The first law of moral conduct is to do good and avoid evil. 1 Peter 3:10-12 offers this blessing:
[ 10For, "Whoever would love life and see good days must keep his tongue from evil and his lips from deceitful speech. 11He must turn from evil and do good; he must seek peace and pursue it. 12For the eyes of the Lord are on the righteous and his ears are attentive to their prayer, but the face of the Lord is against those who do evil." ]
Of course such a scriptural admonition is not enough for a good many people who don't believe in morality in the first place. "You can't tell me what to do" is a phrase I hear often enough, although I think it very immature. C. S. Lewis in The Abolition of Man calls the universal moral law the Tao.
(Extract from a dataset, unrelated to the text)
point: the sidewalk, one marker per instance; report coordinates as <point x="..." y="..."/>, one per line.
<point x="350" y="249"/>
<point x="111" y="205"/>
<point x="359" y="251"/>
He goes on to cite examples drawn from all the major cultures of the world.
Nevertheless it is quite fashionable nowadays to claim that morality is simply a cultural construction. Such a view flies in the face of experience. We all know in most cases instinctively what right and wrong. We know that taking things that don't belong to us is stealing (we might do it anyway, especially if we think we can get away with it or are more influential or more powerful than our victim), we know it is wrong to inflict arbitrary pain on others, and we know the golden rule is true. In fact it shows up in many ways in many cultures. So we do know right from wrong.
There are obviously complicated cases where the decision is difficult and not so obvious as those I've mentioned. But the existence of hard cases doesn't show that we don't know right from wrong or that the distinction is arbitrary. There are lots of difficult mathematics problems that are not obvious but when you understand them have only a single answer. Ethical problems that are complex can also be of this kind.
Relativism tends to stop when the relativist confronts a personal wrong. I recall a story about a student listening to a philosophy professor expounding on how all morality was relative with a parable about listening to the professor and going out and keying his car. He speculated about what the professor would do and suggested that he would be outraged and call the police and demand that they arrest the student. The point was that he would not acknowledge the claim the student would have that keying the professor's car was OK because he wanted to, or he thought one should key philosophy professor's cars. So the professor's relativism was just so much theoretical hot air.
Good and evil have to be objective realities or we have no sound basis for judgments about behavior. The horrors of the 20th century, of which there have been many, would just become so many localized culturally relative behaviors. The Nuremberg Trials would just be the victory of power and not a statement of moral outrage and application of justice.